Genomic and RNA base editing are potential therapeutic approaches for treating human disease. Genomic editing has been used to successfully repair a gene responsible for hearing loss in mice. In a recent study, scientists have successfully edited RNA in living animals so that the repaired RNA can correct mutations in proteins, thus improving the neurasthenia caused by Rett syndrome. The results were published in the recent journal Cell Reports.
Rett syndrome (RTT) is a severe neurological disorder that is caused by mutations in the methyl-CpG-binding protein 2 (MECP2) gene. Classical RTT affects around 1 in 10,000 live female births and is characterized by an about 6‑month period of overtly normal development. This is followed by the onset of symptoms, which include deceleration of head growth, breathing disturbances, gait abnormalities, loss of speech and the replacement of purposeful hand movements with repetitive stereotypes. The disease is rarely observed in males, as mutations in MECP2 are generally paternally rather than maternally derived, and inactivation of the sole X‑linked copy of MECP2 results in severe neonatal encephalopathy and early lethality.

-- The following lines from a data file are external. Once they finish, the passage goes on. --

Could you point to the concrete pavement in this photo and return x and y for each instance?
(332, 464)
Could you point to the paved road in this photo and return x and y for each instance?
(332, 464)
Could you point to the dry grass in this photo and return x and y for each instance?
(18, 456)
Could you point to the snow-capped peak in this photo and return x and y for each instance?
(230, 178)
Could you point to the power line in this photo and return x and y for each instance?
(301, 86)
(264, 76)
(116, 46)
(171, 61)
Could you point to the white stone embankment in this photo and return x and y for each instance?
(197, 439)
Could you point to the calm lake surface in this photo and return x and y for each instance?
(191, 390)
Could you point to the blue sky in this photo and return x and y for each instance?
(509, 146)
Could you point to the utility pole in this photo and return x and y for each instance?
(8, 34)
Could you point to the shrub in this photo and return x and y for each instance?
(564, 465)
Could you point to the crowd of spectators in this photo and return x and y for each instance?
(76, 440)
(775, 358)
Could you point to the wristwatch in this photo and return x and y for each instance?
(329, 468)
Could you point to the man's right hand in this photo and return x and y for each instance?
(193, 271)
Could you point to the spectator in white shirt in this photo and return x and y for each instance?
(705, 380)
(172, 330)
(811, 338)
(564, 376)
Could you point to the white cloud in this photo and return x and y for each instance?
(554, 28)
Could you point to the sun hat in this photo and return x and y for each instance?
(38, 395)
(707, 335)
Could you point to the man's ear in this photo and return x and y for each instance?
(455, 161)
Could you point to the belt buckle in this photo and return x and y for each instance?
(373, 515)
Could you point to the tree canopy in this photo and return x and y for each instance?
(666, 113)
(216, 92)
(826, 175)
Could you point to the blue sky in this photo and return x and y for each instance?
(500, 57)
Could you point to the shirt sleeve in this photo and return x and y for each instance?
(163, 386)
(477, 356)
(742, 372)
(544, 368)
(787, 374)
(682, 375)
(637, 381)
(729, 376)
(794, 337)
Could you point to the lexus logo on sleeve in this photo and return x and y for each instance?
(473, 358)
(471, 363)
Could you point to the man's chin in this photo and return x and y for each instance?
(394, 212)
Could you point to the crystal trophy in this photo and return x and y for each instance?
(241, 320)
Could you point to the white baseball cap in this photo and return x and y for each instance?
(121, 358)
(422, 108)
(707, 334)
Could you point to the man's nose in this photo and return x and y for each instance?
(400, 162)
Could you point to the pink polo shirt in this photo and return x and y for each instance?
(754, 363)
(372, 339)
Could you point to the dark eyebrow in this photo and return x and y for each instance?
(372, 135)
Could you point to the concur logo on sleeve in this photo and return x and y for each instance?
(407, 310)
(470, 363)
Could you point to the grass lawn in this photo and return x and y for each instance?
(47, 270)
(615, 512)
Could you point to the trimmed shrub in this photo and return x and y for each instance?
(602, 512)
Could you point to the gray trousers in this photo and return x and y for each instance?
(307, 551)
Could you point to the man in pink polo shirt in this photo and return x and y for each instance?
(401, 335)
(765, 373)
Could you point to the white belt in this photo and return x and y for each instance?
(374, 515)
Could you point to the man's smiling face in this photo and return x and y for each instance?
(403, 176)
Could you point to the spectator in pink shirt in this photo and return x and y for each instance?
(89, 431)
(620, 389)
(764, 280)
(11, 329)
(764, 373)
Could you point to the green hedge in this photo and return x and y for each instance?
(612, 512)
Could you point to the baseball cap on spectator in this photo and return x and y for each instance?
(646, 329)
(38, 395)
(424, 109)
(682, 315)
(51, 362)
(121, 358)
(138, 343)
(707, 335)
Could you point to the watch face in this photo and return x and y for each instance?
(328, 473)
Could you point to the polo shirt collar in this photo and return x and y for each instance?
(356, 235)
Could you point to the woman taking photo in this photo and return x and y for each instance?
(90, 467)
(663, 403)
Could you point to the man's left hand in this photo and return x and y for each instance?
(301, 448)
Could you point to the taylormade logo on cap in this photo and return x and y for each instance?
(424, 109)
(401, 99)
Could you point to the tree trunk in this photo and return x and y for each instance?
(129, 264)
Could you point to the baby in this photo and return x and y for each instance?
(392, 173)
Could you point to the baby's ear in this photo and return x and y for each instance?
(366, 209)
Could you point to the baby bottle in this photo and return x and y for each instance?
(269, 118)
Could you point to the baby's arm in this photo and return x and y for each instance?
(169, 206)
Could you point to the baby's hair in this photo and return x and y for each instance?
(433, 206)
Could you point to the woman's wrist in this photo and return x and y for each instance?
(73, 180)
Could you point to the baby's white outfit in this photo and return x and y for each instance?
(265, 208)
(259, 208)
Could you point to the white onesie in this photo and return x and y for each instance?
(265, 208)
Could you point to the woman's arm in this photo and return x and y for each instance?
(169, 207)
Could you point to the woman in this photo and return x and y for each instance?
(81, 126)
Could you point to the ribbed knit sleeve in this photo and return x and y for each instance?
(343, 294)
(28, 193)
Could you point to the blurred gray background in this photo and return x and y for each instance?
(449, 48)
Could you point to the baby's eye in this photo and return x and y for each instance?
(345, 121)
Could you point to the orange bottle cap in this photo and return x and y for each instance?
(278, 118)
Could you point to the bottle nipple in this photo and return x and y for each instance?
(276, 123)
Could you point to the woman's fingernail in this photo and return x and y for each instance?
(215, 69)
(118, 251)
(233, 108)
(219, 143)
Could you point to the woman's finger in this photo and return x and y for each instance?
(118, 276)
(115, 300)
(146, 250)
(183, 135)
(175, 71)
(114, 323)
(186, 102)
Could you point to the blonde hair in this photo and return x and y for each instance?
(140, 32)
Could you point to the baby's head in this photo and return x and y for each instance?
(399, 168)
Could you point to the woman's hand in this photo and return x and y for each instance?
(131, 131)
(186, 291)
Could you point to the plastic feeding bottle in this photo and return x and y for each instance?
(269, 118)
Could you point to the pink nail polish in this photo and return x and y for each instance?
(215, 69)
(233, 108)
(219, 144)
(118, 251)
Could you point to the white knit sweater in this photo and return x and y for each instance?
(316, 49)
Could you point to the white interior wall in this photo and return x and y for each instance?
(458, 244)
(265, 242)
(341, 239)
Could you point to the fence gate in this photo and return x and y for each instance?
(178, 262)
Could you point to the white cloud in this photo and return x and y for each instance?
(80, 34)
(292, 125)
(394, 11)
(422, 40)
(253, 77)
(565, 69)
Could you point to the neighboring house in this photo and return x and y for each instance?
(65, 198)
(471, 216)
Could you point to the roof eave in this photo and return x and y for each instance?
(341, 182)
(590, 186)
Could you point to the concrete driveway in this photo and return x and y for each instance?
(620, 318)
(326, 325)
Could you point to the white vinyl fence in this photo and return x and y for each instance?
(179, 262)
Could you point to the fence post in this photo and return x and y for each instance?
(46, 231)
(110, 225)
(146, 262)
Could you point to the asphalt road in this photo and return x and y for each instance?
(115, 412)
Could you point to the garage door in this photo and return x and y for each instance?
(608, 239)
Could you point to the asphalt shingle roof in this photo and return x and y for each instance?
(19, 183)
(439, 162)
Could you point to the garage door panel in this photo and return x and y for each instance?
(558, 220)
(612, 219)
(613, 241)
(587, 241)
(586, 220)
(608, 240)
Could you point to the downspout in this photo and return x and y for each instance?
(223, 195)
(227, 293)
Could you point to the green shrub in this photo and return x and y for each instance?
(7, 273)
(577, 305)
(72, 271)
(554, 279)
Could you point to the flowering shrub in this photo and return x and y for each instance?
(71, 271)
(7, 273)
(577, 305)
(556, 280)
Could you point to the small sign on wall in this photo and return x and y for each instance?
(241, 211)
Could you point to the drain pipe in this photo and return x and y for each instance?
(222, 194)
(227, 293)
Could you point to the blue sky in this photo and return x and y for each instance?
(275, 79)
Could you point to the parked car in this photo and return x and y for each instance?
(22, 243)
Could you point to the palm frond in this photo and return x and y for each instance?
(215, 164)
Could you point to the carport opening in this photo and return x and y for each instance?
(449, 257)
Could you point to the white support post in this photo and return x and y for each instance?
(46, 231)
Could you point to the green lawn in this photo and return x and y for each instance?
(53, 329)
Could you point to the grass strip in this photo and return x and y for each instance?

Mandel and co-authors, led by postdoctoral fellow John Sinnamon, Ph.D., have been working on a method to repair the mutated MeCP2 protein at the RNA or RNA level, which acts as a messenger for the synthesis of proteins controlled by DNA. They focused on RNA base editing because it does not have the same sequence constraints as DNA base editing. Earlier work has proved the potential of site-directed RNA editing for treating human disease. Recently, a demonstration of successful in vivo RNA editing was published using G>A mutant mouse models of Duchenne muscular dystrophy and ornithine in vivo transcarbamylase deficiency. Their study suggests that in vivo programmable RNA editing can also efficiently edit target RNA in heterogeneous nervous tissue, leading to functional repair of a patient mutation in mice representing a human neurological disease.
Figure 1. Editing repairs the Mecp2 RNA mutation and protein function across neuronal types
This new study targets and repairs MeCP2 protein in a variety of cell types. "We repaired MeCP2 protein in three different neuronal populations," Mandel said. "So, assuming that we can provide a wide range of editing components, it's possible that it would work throughout the brain."
In this study, using a Rett syndrome mouse model, they determine whether mutant Mecp2 RNA, in distinct neuronal subpopulations in the postnatal mouse brain, is accessible to programmable RNA repair and whether MeCP2 protein function is also restored. They also determine the on- and off-target editing landscape in one of these populations of neurons using whole-transcriptome analysis.
Their results showed a uniformity of 50% editing and a comparable association of MeCP2 protein with heterochromatin across several hippocampal neuronal subtypes. This result indicates that, using peripheral injections, neuronal populations across the brain should share a similar repair rate. However, how much repaired MeCP2 per cell is necessary and how many neuronal and glial cells need to be repaired to reverse Rett syndrome phenotypes in mice is unclear. Previous reports suggest that the mouse and human nervous systems are very sensitive to the levels of MeCP2 expression, and even a 2-fold increase in MeCP2 levels leads to a neurological phenotype. Although it is unlikely that 50% repair per cell will result in a wild-type mouse, this level of repair could be reasonably expected to result in significant improvement in Rett syndrome-like phenotypes in treated mice, and, more importantly, programmable editing will never cause overexpression of MeCP2.
While the Oregon Health and Science University research shows that RNA repair holds promise as a proof of concept, Mandel emphasized that more research needs to be done to test whether it reverses Rett-like behaviors in mice, and to improve the efficiency and specificity of the repair.